Le sentiment était positif pendant le salon international de l’immobilier et de l’investissement Expo Real, qui s’est tenu à Munich les 04 et 07 octobre 2017. Cependant, certains investisseurs pourraient manquer d’orientation en matière d’investissement.

Les investisseurs immobiliers sont devenus plus sélectifs

Le BREXIT a suscité des incertitudes chez les investisseurs immobiliers. Le vote de la Grande-Bretagne pour quitter l’Union Européenne a réduit l’appétit des investisseurs, à cause du taux escompté du risque trop élevé.

Ainsi, on a tendance à se ruer vers les « investissements sûrs » qui ne constituent qu’une infime partie des plages d’investissement. Cela a entraîné une concurrence accrue et de nouvelles baisses de rendement dans la globalité du secteur.

De plus, cela est perceptible dans le volume des investissements, qui a diminué en raison de la rareté des offres sûres disponibles pour les transactions commerciales.

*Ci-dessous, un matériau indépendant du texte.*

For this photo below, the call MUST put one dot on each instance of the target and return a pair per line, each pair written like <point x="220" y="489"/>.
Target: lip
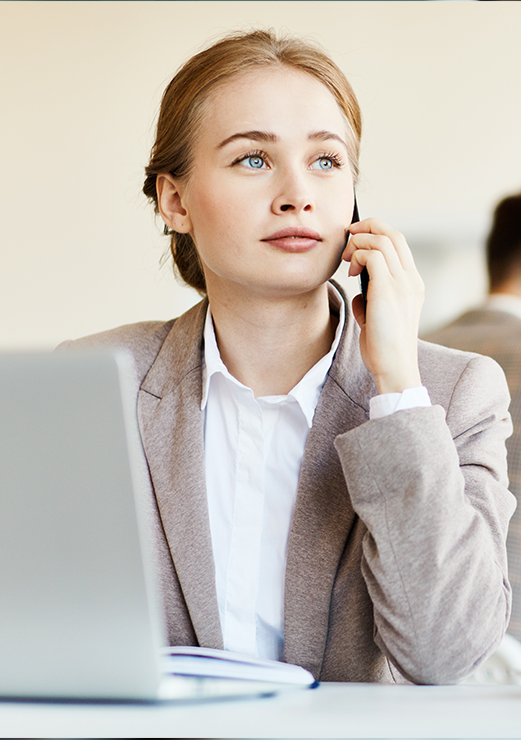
<point x="294" y="239"/>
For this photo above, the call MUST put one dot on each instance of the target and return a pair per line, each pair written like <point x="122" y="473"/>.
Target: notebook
<point x="79" y="617"/>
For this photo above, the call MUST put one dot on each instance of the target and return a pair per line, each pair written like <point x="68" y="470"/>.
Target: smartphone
<point x="364" y="275"/>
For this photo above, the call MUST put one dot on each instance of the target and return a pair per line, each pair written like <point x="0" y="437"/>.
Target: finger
<point x="377" y="227"/>
<point x="358" y="309"/>
<point x="374" y="261"/>
<point x="375" y="243"/>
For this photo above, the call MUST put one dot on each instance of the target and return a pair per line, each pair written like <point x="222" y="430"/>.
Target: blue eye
<point x="254" y="161"/>
<point x="323" y="163"/>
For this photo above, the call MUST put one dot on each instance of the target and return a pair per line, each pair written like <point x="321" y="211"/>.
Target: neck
<point x="270" y="344"/>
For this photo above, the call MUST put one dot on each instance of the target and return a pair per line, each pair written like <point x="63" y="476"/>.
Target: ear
<point x="170" y="203"/>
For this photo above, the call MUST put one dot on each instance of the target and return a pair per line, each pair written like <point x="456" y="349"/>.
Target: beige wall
<point x="80" y="83"/>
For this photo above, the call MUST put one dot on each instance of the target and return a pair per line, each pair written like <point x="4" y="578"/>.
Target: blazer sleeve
<point x="431" y="488"/>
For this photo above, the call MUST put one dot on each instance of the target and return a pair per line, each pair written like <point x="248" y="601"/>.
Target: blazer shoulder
<point x="444" y="369"/>
<point x="142" y="340"/>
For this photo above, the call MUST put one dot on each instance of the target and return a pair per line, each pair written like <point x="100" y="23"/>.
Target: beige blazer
<point x="396" y="564"/>
<point x="498" y="335"/>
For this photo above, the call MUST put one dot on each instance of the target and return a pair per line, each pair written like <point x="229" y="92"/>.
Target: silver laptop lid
<point x="75" y="616"/>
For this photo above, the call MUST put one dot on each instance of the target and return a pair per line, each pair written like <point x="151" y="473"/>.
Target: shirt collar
<point x="307" y="391"/>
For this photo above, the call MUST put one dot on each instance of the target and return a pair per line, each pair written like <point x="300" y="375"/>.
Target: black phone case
<point x="364" y="275"/>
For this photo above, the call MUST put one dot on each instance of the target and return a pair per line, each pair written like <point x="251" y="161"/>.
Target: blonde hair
<point x="183" y="106"/>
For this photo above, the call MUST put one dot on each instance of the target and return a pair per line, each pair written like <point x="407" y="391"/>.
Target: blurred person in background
<point x="494" y="329"/>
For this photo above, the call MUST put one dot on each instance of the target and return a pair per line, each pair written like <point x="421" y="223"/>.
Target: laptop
<point x="79" y="618"/>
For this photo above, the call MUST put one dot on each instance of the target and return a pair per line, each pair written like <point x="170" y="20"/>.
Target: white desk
<point x="332" y="710"/>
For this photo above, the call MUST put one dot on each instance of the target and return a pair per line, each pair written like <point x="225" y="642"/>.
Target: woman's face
<point x="271" y="192"/>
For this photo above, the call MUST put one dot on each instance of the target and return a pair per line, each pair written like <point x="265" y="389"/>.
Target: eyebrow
<point x="272" y="138"/>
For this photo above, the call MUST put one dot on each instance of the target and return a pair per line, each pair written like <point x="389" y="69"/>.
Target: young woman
<point x="325" y="489"/>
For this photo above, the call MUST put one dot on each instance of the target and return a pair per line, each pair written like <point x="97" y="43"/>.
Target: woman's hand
<point x="389" y="327"/>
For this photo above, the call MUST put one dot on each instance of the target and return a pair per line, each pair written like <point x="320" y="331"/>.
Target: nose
<point x="294" y="196"/>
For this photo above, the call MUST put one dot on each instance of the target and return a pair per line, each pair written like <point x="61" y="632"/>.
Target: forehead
<point x="276" y="99"/>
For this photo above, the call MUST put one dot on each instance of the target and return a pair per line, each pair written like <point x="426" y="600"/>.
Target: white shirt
<point x="253" y="454"/>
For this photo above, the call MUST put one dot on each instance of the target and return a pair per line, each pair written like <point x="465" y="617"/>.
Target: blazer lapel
<point x="323" y="515"/>
<point x="171" y="423"/>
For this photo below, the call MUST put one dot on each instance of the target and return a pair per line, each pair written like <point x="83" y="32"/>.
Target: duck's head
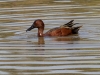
<point x="36" y="24"/>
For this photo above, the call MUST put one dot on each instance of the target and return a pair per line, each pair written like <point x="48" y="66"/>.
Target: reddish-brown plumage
<point x="58" y="31"/>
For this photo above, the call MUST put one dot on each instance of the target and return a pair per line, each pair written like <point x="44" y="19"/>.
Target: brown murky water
<point x="24" y="53"/>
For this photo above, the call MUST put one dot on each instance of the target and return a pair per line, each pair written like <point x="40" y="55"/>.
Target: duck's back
<point x="58" y="31"/>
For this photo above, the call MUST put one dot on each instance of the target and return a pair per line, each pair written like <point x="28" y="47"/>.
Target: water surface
<point x="24" y="53"/>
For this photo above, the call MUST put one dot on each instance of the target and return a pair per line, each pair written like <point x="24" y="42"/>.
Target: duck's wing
<point x="76" y="29"/>
<point x="69" y="24"/>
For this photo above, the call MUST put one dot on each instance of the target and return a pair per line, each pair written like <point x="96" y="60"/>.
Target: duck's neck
<point x="40" y="32"/>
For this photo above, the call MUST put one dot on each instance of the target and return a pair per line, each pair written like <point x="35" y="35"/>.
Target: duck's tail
<point x="76" y="29"/>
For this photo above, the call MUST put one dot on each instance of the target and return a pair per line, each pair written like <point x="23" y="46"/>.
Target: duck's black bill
<point x="29" y="29"/>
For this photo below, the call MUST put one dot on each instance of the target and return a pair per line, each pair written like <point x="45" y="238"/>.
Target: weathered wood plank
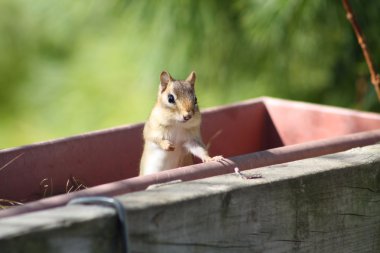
<point x="324" y="204"/>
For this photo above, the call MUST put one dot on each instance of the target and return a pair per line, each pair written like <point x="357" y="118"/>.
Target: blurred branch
<point x="375" y="77"/>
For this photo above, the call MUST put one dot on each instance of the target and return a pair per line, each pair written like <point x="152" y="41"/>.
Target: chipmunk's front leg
<point x="166" y="145"/>
<point x="198" y="149"/>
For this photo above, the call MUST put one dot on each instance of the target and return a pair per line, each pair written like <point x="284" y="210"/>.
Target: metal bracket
<point x="111" y="202"/>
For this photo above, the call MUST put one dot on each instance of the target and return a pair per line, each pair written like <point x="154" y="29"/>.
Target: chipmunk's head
<point x="179" y="97"/>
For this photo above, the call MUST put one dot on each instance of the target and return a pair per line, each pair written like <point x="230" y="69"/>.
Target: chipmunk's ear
<point x="191" y="78"/>
<point x="165" y="78"/>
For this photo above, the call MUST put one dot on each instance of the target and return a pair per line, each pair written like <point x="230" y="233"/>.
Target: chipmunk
<point x="172" y="132"/>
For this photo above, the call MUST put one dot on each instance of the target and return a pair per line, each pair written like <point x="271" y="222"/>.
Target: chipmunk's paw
<point x="167" y="145"/>
<point x="214" y="159"/>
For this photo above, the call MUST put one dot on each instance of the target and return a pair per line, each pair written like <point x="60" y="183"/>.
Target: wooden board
<point x="325" y="204"/>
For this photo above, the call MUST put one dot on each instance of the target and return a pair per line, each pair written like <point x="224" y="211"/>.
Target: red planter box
<point x="251" y="134"/>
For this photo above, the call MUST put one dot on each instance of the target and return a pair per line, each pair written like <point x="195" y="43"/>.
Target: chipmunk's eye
<point x="171" y="99"/>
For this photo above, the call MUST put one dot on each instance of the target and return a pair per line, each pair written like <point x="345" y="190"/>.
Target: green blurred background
<point x="68" y="66"/>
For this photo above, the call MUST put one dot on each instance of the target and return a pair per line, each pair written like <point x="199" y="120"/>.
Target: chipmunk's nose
<point x="187" y="117"/>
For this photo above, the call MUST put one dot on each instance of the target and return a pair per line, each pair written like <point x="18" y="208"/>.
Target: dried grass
<point x="73" y="184"/>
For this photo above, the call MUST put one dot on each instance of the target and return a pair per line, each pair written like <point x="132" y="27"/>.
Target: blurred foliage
<point x="68" y="67"/>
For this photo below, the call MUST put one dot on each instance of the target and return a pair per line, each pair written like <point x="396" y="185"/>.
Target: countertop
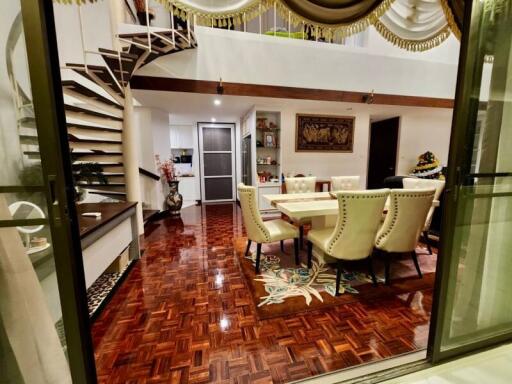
<point x="109" y="211"/>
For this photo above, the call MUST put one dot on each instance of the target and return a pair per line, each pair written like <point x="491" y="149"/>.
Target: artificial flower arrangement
<point x="166" y="168"/>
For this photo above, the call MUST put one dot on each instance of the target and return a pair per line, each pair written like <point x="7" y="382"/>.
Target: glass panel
<point x="217" y="164"/>
<point x="479" y="290"/>
<point x="219" y="188"/>
<point x="216" y="139"/>
<point x="32" y="342"/>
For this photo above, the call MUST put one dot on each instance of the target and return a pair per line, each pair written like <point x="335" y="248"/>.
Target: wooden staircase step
<point x="85" y="111"/>
<point x="28" y="122"/>
<point x="124" y="55"/>
<point x="29" y="140"/>
<point x="95" y="152"/>
<point x="74" y="139"/>
<point x="101" y="73"/>
<point x="101" y="186"/>
<point x="83" y="90"/>
<point x="93" y="128"/>
<point x="105" y="164"/>
<point x="34" y="155"/>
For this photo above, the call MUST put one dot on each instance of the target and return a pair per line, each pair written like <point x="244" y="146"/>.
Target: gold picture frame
<point x="324" y="133"/>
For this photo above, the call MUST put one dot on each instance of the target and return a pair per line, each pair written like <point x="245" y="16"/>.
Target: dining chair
<point x="415" y="183"/>
<point x="353" y="237"/>
<point x="407" y="212"/>
<point x="300" y="184"/>
<point x="260" y="231"/>
<point x="345" y="183"/>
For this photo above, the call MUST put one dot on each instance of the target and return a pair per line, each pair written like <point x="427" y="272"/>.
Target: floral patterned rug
<point x="283" y="288"/>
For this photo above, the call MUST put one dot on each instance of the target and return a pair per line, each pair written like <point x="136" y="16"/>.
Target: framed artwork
<point x="269" y="139"/>
<point x="318" y="133"/>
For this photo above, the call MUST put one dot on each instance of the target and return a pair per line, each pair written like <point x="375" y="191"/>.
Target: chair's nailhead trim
<point x="342" y="218"/>
<point x="254" y="213"/>
<point x="395" y="211"/>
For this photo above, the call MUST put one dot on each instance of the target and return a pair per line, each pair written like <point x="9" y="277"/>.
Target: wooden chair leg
<point x="416" y="264"/>
<point x="301" y="236"/>
<point x="258" y="255"/>
<point x="338" y="277"/>
<point x="310" y="254"/>
<point x="296" y="249"/>
<point x="371" y="271"/>
<point x="427" y="241"/>
<point x="387" y="267"/>
<point x="248" y="247"/>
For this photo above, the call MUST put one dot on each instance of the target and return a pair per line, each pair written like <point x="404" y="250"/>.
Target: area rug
<point x="282" y="288"/>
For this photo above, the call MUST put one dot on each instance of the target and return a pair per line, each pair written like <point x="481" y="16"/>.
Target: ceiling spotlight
<point x="220" y="87"/>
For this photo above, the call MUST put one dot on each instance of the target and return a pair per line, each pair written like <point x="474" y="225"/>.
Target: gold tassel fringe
<point x="450" y="19"/>
<point x="412" y="45"/>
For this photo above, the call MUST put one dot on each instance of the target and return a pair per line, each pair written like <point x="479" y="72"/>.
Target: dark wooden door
<point x="383" y="149"/>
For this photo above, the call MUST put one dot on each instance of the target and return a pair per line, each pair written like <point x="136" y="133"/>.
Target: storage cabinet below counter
<point x="188" y="188"/>
<point x="269" y="188"/>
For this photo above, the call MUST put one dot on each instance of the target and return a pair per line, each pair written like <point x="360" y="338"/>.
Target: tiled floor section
<point x="184" y="315"/>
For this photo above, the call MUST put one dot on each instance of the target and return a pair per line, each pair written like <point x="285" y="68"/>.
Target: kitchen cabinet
<point x="182" y="136"/>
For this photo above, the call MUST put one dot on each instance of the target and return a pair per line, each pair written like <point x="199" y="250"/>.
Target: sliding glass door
<point x="44" y="332"/>
<point x="473" y="294"/>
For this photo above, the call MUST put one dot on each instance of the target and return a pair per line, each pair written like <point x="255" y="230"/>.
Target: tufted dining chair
<point x="345" y="183"/>
<point x="301" y="185"/>
<point x="353" y="237"/>
<point x="261" y="231"/>
<point x="403" y="224"/>
<point x="415" y="183"/>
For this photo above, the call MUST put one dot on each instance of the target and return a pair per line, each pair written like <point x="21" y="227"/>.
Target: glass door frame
<point x="465" y="111"/>
<point x="43" y="67"/>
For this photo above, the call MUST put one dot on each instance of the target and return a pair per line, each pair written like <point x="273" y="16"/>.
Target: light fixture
<point x="220" y="87"/>
<point x="368" y="98"/>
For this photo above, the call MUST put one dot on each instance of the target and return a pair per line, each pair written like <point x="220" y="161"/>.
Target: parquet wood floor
<point x="185" y="315"/>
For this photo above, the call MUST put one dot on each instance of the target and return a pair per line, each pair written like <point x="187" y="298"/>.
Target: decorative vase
<point x="174" y="199"/>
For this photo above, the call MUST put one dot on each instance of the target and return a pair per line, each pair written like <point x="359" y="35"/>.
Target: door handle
<point x="54" y="200"/>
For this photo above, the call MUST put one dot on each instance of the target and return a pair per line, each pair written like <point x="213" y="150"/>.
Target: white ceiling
<point x="193" y="107"/>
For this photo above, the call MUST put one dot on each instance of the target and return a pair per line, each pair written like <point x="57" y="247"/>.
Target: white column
<point x="131" y="157"/>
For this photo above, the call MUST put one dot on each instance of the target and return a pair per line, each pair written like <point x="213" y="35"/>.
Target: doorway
<point x="217" y="161"/>
<point x="383" y="151"/>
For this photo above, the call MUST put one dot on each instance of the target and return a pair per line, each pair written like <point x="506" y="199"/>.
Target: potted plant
<point x="174" y="199"/>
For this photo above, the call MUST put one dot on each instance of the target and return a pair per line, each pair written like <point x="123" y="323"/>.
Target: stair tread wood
<point x="93" y="128"/>
<point x="74" y="108"/>
<point x="83" y="90"/>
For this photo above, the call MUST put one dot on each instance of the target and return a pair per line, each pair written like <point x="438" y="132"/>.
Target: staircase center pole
<point x="131" y="157"/>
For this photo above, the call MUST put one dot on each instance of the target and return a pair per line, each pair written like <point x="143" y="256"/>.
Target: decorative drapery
<point x="329" y="18"/>
<point x="415" y="25"/>
<point x="454" y="13"/>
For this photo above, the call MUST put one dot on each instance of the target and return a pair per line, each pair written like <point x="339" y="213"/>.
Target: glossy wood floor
<point x="184" y="315"/>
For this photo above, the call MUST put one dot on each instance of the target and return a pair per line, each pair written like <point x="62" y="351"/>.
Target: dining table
<point x="321" y="207"/>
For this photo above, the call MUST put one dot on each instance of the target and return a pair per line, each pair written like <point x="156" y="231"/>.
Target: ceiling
<point x="193" y="107"/>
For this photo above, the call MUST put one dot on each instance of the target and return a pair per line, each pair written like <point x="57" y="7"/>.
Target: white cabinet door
<point x="264" y="205"/>
<point x="175" y="137"/>
<point x="186" y="137"/>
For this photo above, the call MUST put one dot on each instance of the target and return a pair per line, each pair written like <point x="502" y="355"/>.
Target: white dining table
<point x="321" y="207"/>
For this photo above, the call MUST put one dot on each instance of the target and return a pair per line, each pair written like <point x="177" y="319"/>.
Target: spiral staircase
<point x="94" y="103"/>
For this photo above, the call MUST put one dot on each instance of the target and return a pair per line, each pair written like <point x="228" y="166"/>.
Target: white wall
<point x="153" y="131"/>
<point x="258" y="59"/>
<point x="421" y="129"/>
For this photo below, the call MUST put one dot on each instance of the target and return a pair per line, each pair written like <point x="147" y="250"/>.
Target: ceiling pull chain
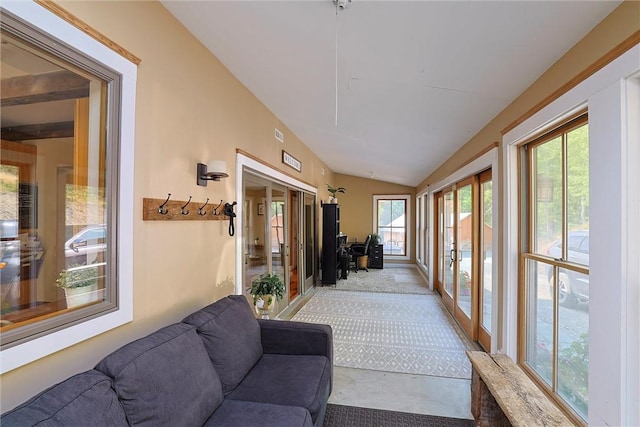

Cependant, les faibles taux d’intérêt et l’absence de solutions de rechange en matière d’investissement font que le secteur immobilier attire encore des fonds importants. Il n’est donc pas surprenant que des tendances positives aient pu être observées dans la plupart des grands marchés européens.

Influence de la numérisation des transactions

Chaque pays de l’Union Européenne se trouve à un stade différent du développement technologique, en matière d’immobilier. Cependant, même les marchés les plus avancés ne peuvent pas encore prétendre avoir totalement adopté la numérisation totale des transactions.

Les marchés d’investissement anticipent les développements potentiels induits par les progrès technologiques. Ainsi, l’espace de vente au détail dans les sites secondaires devient nettement moins attractif pour les investisseurs, en raison de la concurrence croissante des marchés en ligne.

En revanche, les schémas logistiques présentent un intérêt en raison de la demande croissante, résultant de l’évolution des comportements d’achat des consommateurs. Les investisseurs estiment que la centralisation est un élément clé de la valeur durable de leurs offres, avec de nombreux services pratiques en prime.

Conclusion

La bonne nouvelle est la suivante, le marché est suffisamment approvisionné en dette et en capitaux propres. Il n’y a donc pas de crise de crédit à craindre à terme.

En outre, la plupart des acteurs détiennent des investissements immobiliers à long terme, réduisant le risque spéculatif. Malgré les incertitudes économiques et politiques, l’investissement dans l’immobilier reste très attractif dans le contexte depuis le vote du BREXIT où le taux reste bas.